Months ago I had a chance to interview some (future) interns for the company I work. I have a habit to write down almost everything that I learn (I wrote down my learnings in the Medium’s draft, so I could remember the most valuable learnings while interviewing ☺). Here are my tips for the (future) interns:

Be interested about what the company does

I think it is your first lesson! Get the company’s website, know what it does, which technologies it uses, understand its market, etc.

Yeah, you got it! Pretty basic! First lesson learnt!

Don’t lie in your CV. Be honest!

Yeah, this is pretty obvious, huh? But people usually write their CV telling they have some skills, did some projects, etc, and in the interview we know if (s)he was lying or telling the truth.

We had an interviewee, for a software engineering internship position, that wrote a CV that he did a project with his friend. I got excited, because it’s hard to find interns that build projects. When I started asking about the project: which technologies he used (programming languages, databases, frameworks, web, mobile) he couldn’t even answer that simple question. So I asked what part of the project he did. He answered that he just hired a person to develop his project. I was totally disappointed.

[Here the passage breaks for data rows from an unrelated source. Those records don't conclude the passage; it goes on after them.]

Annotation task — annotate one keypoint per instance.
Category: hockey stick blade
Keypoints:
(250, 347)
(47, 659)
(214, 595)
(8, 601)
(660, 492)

Be interested about programming

If you really like programming / software engineering, show it! It is simple:

  1. Make some projects: it shows that you have an experience, you learnt some technologies and you are interested about programming.
  2. Do hackathons / startup weekends: you gain experience in team work, build an application faster than ever (but maybe the code quality isn't that good).
  3. Do programming competitions: competitions like ACM ICPC. You practice your algorithms and data structures skills.
  4. Build your own website: you will understand HTML, CSS and maybe the basics of Javascript.
  5. Do some courses: the internet has a lot of resources — Udacity, Codecademy, CodeSchool, Coursera, etc.

Yeah, I sad it was simple. Not easy!

Be nice, be open, express yourself

Maybe you are a shy, introvert guy, but you need to express yourself. Programming is really important, but to be a better software engineer you need to improve your communication skills. So, be nice, express what are your goals about the internship, ask good questions, have a nice conversation. Your interviewer wants to work with a nice guy/girl (s)he likes. ☺

And that is it!

I hope you enjoyed those advices! See ya!